Twelve years later, the company now produces four pediatric medical devices: two phototherapy devices for infants with jaundice, an updated version of the original respiratory distress device and a radiant warmer to treat hypothermia.

The company sells to 21 countries and maintains offices in Vietnam, Hong Kong, the Philippines and Myanmar. Manufacturing takes place in Hanoi but, with its growing reach, the company has faced some challenges with importing electronic components from neighboring countries, which Dajer said is a trifecta of being “difficult, expensive and slow.”

When it comes to exporting, he said that some countries are not even on the company’s radar at the moment. “If you can succeed in China, you can succeed anywhere in the world; it’s a really tough place.”

And while Vietnam is party to trade agreements meant to eliminate many tariff and non-tariff barriers, Dajer has observed some countries institute other fees in place of those tariffs or use regulations to complicate the company’s exports. “Some countries’ interpretation of regulations is very liberal,” he said.

The company has employed a multipronged financial strategy, basing their financial operations in Hong Kong to minimize difficulties associated with cash flows in and out of Vietnam, applying differential pricing for equipment depending on the market and applying for grants from foreign charities and NGOs.

One key to their ability to export so widely has been getting European health and safety certification, called CE Marking, which is accepted in most of Europe and also by many Asian, African and Middle Eastern countries and Vietnamese certification, which is accepted by ASEAN nations—giving the company entree into roughly 75 percent of the world’s markets.

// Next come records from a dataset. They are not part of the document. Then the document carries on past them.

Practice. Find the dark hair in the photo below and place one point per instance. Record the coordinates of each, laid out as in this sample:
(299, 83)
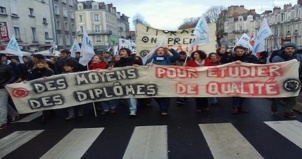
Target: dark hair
(239, 47)
(218, 50)
(127, 50)
(202, 54)
(66, 51)
(182, 53)
(70, 63)
(38, 56)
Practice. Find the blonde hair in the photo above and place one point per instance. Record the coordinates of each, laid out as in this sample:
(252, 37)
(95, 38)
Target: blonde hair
(44, 62)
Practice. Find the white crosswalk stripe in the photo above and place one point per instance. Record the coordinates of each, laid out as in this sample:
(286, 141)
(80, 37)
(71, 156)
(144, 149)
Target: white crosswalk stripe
(223, 139)
(226, 142)
(15, 140)
(29, 117)
(74, 145)
(292, 130)
(148, 142)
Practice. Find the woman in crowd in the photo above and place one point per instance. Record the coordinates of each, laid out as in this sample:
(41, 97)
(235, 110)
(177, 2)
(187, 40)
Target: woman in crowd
(212, 60)
(224, 55)
(98, 63)
(69, 67)
(127, 60)
(41, 70)
(162, 57)
(198, 59)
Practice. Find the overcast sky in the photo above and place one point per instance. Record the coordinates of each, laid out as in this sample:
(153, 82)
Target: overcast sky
(169, 14)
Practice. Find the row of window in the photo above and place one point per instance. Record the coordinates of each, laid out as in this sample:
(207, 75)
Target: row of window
(66, 26)
(284, 16)
(67, 39)
(33, 33)
(65, 12)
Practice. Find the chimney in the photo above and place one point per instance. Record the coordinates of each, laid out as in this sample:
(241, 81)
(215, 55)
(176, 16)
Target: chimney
(252, 11)
(287, 6)
(267, 12)
(276, 9)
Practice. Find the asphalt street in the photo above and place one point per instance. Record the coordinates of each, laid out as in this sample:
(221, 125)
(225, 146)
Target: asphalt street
(183, 134)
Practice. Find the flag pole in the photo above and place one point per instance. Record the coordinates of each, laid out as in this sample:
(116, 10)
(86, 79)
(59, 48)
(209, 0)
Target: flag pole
(93, 104)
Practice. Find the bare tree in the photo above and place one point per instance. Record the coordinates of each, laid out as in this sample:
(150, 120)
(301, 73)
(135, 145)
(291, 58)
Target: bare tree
(212, 14)
(138, 18)
(188, 23)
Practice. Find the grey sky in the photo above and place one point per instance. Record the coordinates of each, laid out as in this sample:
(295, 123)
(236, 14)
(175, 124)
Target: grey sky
(169, 14)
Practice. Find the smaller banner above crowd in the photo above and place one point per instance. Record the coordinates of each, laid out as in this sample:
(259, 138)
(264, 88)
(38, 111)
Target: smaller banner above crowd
(147, 38)
(240, 80)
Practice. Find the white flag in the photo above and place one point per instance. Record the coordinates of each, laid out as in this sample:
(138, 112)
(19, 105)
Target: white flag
(150, 54)
(13, 48)
(115, 50)
(264, 32)
(201, 32)
(244, 41)
(74, 48)
(87, 49)
(52, 49)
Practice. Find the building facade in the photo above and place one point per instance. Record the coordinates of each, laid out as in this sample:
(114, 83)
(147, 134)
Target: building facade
(238, 24)
(63, 20)
(102, 22)
(221, 34)
(286, 23)
(29, 21)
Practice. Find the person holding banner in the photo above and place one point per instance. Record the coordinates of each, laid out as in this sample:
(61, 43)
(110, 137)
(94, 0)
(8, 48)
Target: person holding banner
(98, 63)
(127, 60)
(225, 57)
(240, 56)
(69, 68)
(162, 57)
(198, 60)
(41, 70)
(289, 53)
(6, 77)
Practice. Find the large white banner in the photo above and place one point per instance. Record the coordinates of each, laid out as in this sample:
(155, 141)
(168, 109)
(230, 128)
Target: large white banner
(244, 80)
(148, 38)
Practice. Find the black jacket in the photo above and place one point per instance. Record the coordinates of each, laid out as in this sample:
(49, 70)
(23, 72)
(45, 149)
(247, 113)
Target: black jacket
(39, 73)
(225, 58)
(7, 75)
(129, 61)
(246, 58)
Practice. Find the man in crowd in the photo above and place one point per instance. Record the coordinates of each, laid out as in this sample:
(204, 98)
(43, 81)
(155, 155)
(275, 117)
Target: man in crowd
(288, 53)
(6, 77)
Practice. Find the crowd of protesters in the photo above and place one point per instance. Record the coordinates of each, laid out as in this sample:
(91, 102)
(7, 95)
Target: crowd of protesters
(38, 66)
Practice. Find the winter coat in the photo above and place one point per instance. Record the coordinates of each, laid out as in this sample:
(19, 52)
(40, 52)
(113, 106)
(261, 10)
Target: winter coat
(225, 58)
(101, 65)
(39, 73)
(164, 60)
(129, 61)
(7, 75)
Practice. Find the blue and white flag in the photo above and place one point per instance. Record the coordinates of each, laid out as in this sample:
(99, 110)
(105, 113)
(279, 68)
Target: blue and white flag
(87, 49)
(201, 32)
(264, 32)
(75, 48)
(13, 48)
(150, 54)
(52, 49)
(244, 41)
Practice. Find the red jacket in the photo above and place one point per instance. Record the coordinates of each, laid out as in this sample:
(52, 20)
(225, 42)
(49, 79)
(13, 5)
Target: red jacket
(208, 62)
(101, 65)
(192, 63)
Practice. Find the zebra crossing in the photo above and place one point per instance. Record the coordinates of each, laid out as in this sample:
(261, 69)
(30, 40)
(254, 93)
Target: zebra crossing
(223, 139)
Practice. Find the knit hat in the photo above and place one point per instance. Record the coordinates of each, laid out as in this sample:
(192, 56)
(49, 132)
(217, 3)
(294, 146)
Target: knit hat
(290, 45)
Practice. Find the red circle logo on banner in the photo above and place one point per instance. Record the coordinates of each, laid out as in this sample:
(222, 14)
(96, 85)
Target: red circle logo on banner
(19, 92)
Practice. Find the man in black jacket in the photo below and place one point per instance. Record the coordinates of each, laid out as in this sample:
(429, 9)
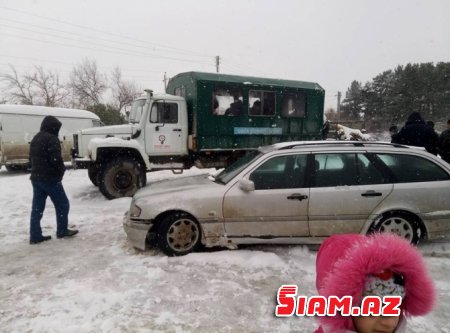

Dajer advises other small businesses trying to enter global markets to do their homework, especially when attempting to enter a big market—a lesson he says they learned after a failed attempt at entering India. “The bigger the country, the more preparation you have to do. Those big markets are definitely lucrative but you need to be extremely careful with approaching them. Sometimes it’s better not to, unless you’re 100 percent sure you can do it.”